If you’re a Northern angler aspiring to catch big carp, then you have to travel. It’s one of those immutable truths. Legions of hard-bitten carp men have made the red-eye journey down the M6 or M1 to do battle in the promised land. No doubt they used to be fuelled by a pure passion and a desire to bank huge carp. Nowadays, they seem to run on huge cans of Relentless and Pot Noodles. By contrast, traditionally Southerners have had it quite ‘cushty’. They do, however, have the awe-inspiring M25 to negotiate, so perhaps they haven’t got it all their own way?
You can tell how far North you are by how big people’s bobbins are! There’s a direct correlation you see: the further North you go, the bigger they are! In the deep South you’re most likely to find cute PTFE jobbies, on long chains, whereas oop North, you’ll be looking at heavyweight bobbins each the size of a small family car.
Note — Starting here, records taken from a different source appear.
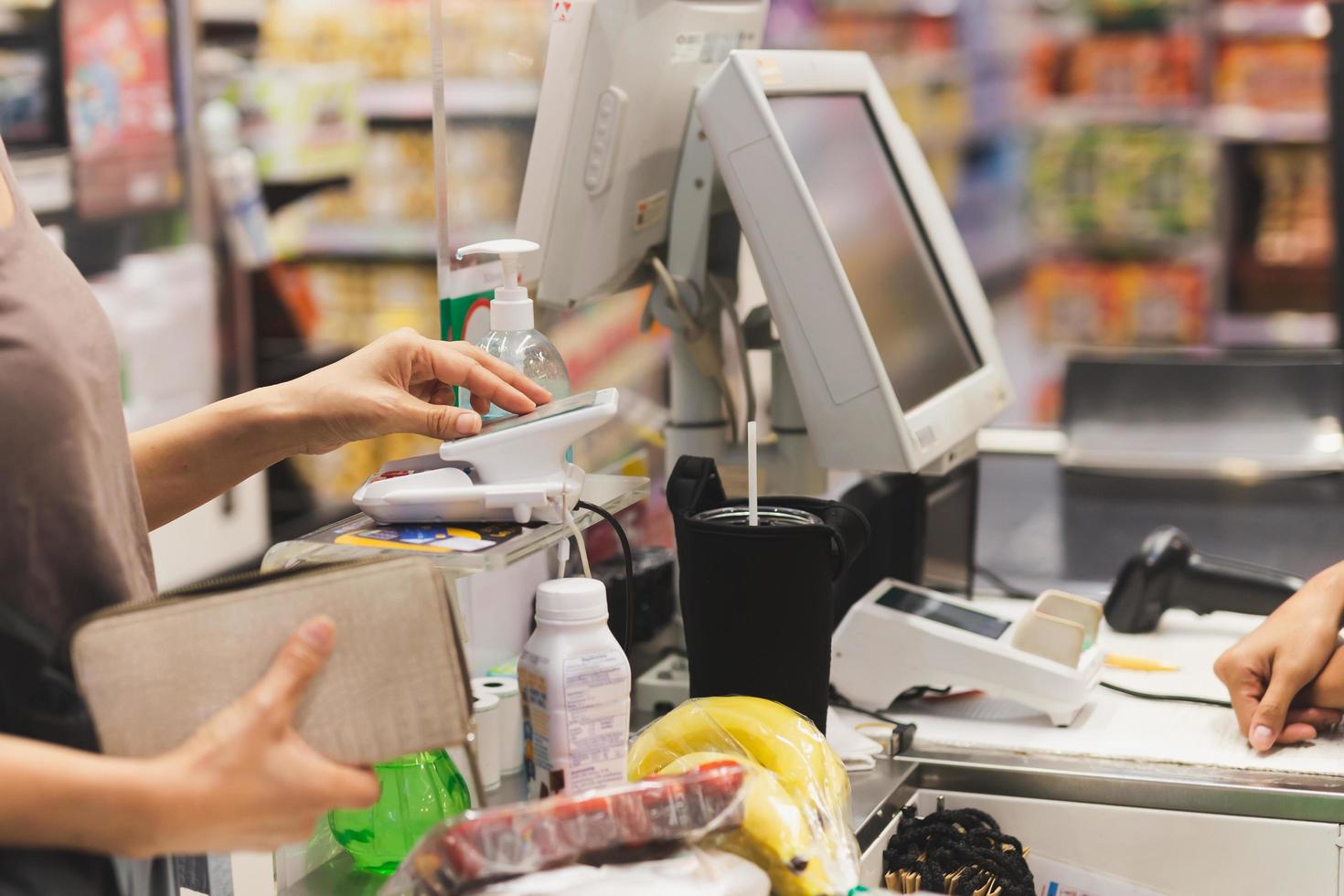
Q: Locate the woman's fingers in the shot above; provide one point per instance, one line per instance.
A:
(503, 372)
(445, 422)
(1296, 732)
(1316, 718)
(300, 658)
(1286, 678)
Should you happen upon an angler that you don’t know and wish to find out where they hail from, there is a simple test you can apply. Are you looking at an angler with Adidas trainers on, or Nike? If it’s the former, then matey’s a nailed-on Northerner, the latter and he’s certain to be a Southerner! Things get a bit confused if he’s got worn-out Converse on. All we can say is that he’s clearly trying too hard to be carpy!
8. Mucky bottoms!
As a general rule of thumb, Northerners are happy fishing over mucky bottoms (silt to you and us), whereas Southern Softies usually prefer a crackdown! The reason for this divide? There are so few gravel pits in the North that most of the anglers up there become well versed in dealing with the black stuff and fish in it comfortably, whereas your standard Southerner will ‘cappucino’ the water with his marker trying to find a hard spot to fish. In the sage words of Darrell Peck looking for a spot so hard it feels like “Ian Botham’s out there hitting your lead back to you”.